Meme Coins und moralische Dissonanzen: Profite aus dem Tod eines Rechtspopulisten
In der dynamischen Welt der Kryptowährungen sorgten am Mittwoch Meme Coins für heftige Diskussionen, nachdem bekannt wurde, dass Händler und Ersteller von Coins mehr als zwei Millionen Dollar aus der Ermordung des rechten Influencers Charlie Kirk profitierten. Die Reaktionen der Krypto-Community sind gespalten: Einige verurteilten die Gewinne als 'abscheulich', während andere die Situation als weiteres Beispiel für moralisch fragwürdige Geschäfte in der Branche betrachten.
Nach Kirks Tod entstanden binnen kürzester Zeit vier Meme Coins, die alle eine schwindelerregende Marktkapitalisierung in Millionenhöhe erreichten. Die Schöpfer dieser digitalen Tokens erzielten allein in den ersten 24 Stunden beachtliche Erlöse von über 563.000 Dollar. Parallel dazu realisierten die fünf besten Händler Gewinne von mehr als 1,6 Millionen Dollar, wie aus Daten der Plattformen Solana und DEX Screener hervorgeht.

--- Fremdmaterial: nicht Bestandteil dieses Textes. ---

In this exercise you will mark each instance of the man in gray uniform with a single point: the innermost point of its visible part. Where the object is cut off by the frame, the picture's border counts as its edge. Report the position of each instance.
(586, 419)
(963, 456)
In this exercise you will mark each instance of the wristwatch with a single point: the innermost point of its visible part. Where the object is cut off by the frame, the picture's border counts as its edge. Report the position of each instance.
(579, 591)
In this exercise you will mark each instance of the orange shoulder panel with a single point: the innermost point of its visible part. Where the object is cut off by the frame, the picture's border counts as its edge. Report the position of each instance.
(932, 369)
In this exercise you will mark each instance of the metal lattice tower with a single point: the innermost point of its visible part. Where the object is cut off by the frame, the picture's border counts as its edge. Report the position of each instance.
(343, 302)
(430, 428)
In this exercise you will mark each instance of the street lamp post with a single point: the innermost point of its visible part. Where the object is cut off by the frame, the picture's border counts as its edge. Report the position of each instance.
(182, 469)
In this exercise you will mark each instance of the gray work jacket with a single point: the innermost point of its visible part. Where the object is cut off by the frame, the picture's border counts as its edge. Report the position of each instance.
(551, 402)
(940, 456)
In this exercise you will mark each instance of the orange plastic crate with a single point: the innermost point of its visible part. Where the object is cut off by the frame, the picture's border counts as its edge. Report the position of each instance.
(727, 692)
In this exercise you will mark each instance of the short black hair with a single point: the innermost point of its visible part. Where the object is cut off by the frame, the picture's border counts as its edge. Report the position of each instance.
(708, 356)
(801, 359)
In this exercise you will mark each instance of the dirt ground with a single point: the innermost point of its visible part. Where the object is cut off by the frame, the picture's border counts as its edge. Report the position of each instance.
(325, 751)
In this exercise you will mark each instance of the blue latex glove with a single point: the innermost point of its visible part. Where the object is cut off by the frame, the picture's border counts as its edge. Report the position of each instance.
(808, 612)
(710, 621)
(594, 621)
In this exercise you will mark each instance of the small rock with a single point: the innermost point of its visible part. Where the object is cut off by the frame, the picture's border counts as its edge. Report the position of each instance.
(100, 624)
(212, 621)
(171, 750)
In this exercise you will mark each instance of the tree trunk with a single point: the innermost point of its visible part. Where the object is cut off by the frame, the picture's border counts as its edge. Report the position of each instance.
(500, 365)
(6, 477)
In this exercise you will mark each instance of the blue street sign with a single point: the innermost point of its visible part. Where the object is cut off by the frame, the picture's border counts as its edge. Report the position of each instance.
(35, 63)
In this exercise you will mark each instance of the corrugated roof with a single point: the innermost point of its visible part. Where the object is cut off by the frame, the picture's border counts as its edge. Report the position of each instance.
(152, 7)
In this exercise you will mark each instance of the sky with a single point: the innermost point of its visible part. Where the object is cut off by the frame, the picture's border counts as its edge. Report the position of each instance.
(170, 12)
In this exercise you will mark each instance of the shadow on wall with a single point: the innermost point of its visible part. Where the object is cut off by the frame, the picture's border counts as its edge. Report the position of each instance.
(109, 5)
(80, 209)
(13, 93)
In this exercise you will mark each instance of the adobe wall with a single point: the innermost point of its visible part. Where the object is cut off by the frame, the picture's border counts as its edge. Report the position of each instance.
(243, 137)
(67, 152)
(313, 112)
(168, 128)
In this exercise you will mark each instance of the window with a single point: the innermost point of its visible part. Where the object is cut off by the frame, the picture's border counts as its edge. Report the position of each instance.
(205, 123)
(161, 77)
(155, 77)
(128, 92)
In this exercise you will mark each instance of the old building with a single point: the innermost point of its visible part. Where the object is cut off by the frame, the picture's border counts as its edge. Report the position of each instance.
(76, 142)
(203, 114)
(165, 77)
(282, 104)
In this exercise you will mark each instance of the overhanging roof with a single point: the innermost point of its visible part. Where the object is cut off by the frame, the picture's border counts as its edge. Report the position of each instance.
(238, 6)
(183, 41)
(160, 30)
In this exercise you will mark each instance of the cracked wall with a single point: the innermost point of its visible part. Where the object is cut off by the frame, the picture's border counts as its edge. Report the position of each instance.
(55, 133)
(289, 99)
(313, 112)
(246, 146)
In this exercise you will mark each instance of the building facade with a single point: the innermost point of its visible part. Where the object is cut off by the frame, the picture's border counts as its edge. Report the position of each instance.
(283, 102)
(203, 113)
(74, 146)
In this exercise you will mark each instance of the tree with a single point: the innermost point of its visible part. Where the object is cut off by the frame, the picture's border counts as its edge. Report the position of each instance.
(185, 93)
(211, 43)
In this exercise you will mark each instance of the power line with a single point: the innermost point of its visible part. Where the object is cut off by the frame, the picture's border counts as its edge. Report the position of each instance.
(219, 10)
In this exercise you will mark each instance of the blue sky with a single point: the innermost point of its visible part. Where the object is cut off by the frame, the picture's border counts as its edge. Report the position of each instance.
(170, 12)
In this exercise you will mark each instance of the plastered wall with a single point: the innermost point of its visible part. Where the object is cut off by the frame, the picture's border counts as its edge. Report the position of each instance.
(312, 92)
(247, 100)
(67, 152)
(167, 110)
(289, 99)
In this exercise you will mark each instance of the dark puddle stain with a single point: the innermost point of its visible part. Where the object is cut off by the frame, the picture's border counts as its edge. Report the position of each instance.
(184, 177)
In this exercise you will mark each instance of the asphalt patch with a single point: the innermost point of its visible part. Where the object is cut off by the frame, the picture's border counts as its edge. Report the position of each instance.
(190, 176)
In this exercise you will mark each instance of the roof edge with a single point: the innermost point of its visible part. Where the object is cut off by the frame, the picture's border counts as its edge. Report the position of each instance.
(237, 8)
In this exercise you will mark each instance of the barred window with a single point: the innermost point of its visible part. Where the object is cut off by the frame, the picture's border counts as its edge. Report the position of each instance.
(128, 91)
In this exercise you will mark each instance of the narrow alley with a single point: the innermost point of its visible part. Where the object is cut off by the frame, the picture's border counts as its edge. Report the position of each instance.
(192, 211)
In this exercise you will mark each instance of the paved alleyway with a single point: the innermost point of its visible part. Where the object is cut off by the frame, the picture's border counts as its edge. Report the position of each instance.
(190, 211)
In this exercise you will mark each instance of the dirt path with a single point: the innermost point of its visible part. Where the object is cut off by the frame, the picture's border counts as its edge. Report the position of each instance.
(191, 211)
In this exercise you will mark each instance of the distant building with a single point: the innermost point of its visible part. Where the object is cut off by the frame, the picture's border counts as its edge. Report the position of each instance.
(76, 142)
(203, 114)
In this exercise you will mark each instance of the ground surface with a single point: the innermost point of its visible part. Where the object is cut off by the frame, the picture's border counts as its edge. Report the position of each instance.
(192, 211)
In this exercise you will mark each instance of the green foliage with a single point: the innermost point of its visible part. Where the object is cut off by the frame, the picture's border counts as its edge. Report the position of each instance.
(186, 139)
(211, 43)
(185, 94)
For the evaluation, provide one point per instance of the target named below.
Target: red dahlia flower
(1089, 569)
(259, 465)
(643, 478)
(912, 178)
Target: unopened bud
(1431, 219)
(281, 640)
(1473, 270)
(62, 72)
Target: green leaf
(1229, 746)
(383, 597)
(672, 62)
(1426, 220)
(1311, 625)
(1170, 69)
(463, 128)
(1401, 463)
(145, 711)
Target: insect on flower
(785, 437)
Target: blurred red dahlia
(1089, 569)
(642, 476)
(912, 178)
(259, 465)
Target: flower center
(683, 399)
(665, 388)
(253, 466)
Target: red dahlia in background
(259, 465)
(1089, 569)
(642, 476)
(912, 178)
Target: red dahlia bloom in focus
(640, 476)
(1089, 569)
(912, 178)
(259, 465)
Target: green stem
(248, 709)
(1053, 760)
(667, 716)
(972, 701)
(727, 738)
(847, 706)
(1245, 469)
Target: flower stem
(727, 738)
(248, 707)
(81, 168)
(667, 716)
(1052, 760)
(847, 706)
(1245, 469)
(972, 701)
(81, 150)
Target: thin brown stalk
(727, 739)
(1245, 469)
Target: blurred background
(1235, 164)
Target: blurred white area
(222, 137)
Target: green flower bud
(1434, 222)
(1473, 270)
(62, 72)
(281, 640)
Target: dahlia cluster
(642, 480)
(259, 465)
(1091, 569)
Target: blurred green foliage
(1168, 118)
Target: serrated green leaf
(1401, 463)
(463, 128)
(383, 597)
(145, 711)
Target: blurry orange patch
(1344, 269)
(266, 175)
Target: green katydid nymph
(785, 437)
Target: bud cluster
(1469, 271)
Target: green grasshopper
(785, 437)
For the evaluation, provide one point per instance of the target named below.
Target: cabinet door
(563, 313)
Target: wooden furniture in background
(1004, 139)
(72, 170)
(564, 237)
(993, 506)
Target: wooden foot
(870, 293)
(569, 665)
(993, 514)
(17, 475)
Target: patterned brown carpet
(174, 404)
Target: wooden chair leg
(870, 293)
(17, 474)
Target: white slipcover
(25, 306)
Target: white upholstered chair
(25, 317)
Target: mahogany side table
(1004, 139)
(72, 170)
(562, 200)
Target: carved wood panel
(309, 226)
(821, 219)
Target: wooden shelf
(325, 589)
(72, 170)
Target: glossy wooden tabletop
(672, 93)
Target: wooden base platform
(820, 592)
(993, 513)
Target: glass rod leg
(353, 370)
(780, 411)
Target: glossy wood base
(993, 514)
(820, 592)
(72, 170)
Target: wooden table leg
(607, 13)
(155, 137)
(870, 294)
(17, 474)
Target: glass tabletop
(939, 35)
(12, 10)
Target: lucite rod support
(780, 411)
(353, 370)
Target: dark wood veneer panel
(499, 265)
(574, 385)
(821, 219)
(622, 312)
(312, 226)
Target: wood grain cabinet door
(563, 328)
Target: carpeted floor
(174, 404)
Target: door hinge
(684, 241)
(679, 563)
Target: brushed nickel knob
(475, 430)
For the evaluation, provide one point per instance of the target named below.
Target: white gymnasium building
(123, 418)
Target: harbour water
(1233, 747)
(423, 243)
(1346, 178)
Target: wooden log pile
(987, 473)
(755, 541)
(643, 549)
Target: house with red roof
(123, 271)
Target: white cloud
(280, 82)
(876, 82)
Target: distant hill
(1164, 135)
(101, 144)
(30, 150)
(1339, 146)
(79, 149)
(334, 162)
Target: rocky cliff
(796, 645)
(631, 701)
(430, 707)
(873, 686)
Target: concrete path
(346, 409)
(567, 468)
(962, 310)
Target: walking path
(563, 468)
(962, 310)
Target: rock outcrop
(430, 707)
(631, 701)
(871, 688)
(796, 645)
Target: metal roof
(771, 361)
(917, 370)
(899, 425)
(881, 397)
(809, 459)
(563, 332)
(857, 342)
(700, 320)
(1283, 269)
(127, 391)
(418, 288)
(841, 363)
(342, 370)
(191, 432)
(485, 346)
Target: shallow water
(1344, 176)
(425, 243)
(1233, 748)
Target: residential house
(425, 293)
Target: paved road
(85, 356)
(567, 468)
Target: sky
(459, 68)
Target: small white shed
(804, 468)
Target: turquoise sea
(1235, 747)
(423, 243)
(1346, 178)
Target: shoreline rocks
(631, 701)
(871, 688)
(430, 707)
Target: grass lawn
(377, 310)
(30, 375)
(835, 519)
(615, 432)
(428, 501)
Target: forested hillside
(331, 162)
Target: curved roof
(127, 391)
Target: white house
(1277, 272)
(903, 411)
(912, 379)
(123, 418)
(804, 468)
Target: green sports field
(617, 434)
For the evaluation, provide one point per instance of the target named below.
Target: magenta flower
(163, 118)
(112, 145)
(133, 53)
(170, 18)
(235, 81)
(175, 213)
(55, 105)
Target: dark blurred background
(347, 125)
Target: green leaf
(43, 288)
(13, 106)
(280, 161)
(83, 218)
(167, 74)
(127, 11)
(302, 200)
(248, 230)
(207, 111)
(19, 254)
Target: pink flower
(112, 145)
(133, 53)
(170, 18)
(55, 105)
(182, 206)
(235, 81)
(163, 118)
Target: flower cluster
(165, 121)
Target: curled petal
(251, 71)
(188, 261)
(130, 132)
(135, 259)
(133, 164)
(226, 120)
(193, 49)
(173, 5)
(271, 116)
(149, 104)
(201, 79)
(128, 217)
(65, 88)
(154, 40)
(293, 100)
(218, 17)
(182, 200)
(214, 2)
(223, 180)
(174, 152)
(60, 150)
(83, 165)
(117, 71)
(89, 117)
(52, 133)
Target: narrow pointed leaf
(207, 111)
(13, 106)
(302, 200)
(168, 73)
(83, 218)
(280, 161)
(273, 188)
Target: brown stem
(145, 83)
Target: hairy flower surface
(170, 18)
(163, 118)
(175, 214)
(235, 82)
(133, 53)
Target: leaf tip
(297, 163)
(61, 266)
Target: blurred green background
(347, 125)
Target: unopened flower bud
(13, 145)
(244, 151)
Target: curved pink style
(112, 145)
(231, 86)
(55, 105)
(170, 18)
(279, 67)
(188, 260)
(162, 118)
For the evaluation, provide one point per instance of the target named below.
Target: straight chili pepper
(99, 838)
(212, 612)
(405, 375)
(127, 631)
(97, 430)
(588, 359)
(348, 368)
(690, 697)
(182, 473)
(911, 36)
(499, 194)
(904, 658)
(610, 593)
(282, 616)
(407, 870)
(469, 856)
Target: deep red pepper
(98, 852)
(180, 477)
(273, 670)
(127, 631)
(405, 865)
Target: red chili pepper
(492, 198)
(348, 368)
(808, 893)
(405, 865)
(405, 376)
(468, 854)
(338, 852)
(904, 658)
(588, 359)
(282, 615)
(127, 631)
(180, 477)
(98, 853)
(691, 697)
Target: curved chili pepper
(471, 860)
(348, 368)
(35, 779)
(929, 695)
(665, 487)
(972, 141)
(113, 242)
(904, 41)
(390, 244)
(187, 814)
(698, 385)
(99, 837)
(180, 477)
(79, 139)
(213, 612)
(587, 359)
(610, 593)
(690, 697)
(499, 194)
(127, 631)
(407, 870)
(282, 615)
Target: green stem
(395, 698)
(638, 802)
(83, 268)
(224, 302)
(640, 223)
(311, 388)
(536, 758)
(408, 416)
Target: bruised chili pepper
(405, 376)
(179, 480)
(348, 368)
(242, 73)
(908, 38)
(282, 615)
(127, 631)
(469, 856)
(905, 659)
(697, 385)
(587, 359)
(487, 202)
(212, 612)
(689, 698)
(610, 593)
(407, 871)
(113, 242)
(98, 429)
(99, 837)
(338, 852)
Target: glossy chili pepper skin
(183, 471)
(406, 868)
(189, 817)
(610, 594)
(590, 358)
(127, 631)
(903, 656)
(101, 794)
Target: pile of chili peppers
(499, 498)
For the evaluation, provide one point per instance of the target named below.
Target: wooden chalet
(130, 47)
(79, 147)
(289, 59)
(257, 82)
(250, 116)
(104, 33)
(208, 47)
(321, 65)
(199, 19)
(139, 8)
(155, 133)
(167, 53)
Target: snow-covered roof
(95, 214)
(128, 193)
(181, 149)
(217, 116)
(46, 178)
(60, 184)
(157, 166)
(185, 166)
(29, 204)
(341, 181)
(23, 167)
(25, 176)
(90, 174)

Wie erwartet entfachte das Thema in den sozialen Medien eine hitzige Diskussion. Kritiker forderten, dass Plattformen wie Pump.fun, die Entwicklung solcher Coins verhindern sollten, allerdings verstoßen diese Währungen offenbar nicht gegen die derzeitigen Nutzungsbedingungen der Plattform. Währenddessen profitierte auch PumpSwap, die Handelsplattform für diese Tokens, durch einen Anstieg des täglichen Handelsvolumens auf ein Drei-Monatshoch von 533 Millionen Dollar.
Die kontroverse Debatte erfasst verschiedene Schichten der Kryptoszene: Während manche Händler die Profite verteidigen und als legitimen Bestandteil des Marktes ansehen, empfinden andere Akteure wie Jytol von Pump.fun die Erlöse angesichts eines tragischen Ereignisses als widerwärtig. Auch die Folgeverkäufe von Tokens, die auf schockierenden Ereignissen wie der Ermordung von Iryna Zarutska aufbauen, zeigen, wie tief die Linien der moralischen Akzeptanz gezogen werden.
Für viele bleibt das Geschäft mit Meme Coins eine düstere, aber unvermeidliche Realität eines unregulierten Marktes, in dem kulturelle Ereignisse monetarisiert werden. Die Frage nach der moralischen Grenze bleibt bestehen, allerdings gibt es neben dem Fingerzeig auf die unmoralischen Praktiken noch keine sichtbaren Verbesserungsansätze oder regulatorischen Maßnahmen.